You assert that a belief in God is the basis of morality. You should be aware that many Americans believe that basing morality on an unproven deity is dangerous and misguided. As physicist and Nobel Laureate Steven Weinberg pointed out a year ago in a dialog on religion with other scientists: "Good people will do good things, and bad people will do bad things. But for good people to do bad things--that takes religion."
Millions of U.S. citizens agree with Prof. Weinberg. Many kind, law-abiding Americans believe morality is firmly terrestrial, predicated on the real, tangible consequences of our actions here on earth. They reject the idea of arbitrary rules issued from on high, and are insulted at the idea that they can only behave well if threatened with punishments or bribed with rewards in some speculative afterlife.
You lament: "I miss the days when faith was discussed in public and not the most intimate details of our personal lives." Please try to understand that for millions of Americans, faith belongs in that category, and is something so intimately personal that its constant public exposure is embarrassing.
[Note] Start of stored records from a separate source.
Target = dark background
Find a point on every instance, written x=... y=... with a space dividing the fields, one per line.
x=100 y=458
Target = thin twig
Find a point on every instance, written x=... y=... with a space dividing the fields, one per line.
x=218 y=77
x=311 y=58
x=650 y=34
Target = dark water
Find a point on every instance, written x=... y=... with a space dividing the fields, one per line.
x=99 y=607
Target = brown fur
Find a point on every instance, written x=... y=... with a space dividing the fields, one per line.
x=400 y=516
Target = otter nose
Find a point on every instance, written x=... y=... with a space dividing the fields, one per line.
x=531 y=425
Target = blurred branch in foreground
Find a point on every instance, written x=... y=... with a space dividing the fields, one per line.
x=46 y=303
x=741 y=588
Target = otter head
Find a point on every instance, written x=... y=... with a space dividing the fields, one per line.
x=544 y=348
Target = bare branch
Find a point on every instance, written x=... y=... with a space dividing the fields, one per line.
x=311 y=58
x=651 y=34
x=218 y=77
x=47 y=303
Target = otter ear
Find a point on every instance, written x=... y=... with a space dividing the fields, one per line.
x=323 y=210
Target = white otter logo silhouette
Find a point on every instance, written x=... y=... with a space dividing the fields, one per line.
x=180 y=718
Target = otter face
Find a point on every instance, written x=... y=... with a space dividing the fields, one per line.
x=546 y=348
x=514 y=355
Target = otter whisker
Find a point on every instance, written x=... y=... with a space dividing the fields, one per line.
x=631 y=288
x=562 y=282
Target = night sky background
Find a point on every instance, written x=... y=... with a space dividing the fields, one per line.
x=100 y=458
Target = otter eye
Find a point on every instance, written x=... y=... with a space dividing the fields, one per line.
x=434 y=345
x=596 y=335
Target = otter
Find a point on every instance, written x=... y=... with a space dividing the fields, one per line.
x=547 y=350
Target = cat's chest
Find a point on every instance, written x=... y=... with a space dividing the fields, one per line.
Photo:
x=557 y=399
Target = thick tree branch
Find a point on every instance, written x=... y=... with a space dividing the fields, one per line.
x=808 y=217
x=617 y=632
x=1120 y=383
Having taxpaid officials continually preach and pray feels, to many of us, like the equivalent of being "flashed."
We uphold your right to worship, but not at public expense on public time. Good manners used to dictate that it was a social faux pas to talk religion in public. Is there anything more divisive than to inject highly personal religious beliefs into public campaigns and government? You are not running for rabbi, you are running for vice president of all the people, including those of us who have a constitutionally protected right to be free from religion.
We appreciate your passing reference to the wisdom of separating church and state. But in order to honor that constitutional principle, it is necessary to laud, not rap, the wonderful constitutional concept of freedom from religion.
Annie Laurie Gaylor
Freedom From Religion Foundation, Inc.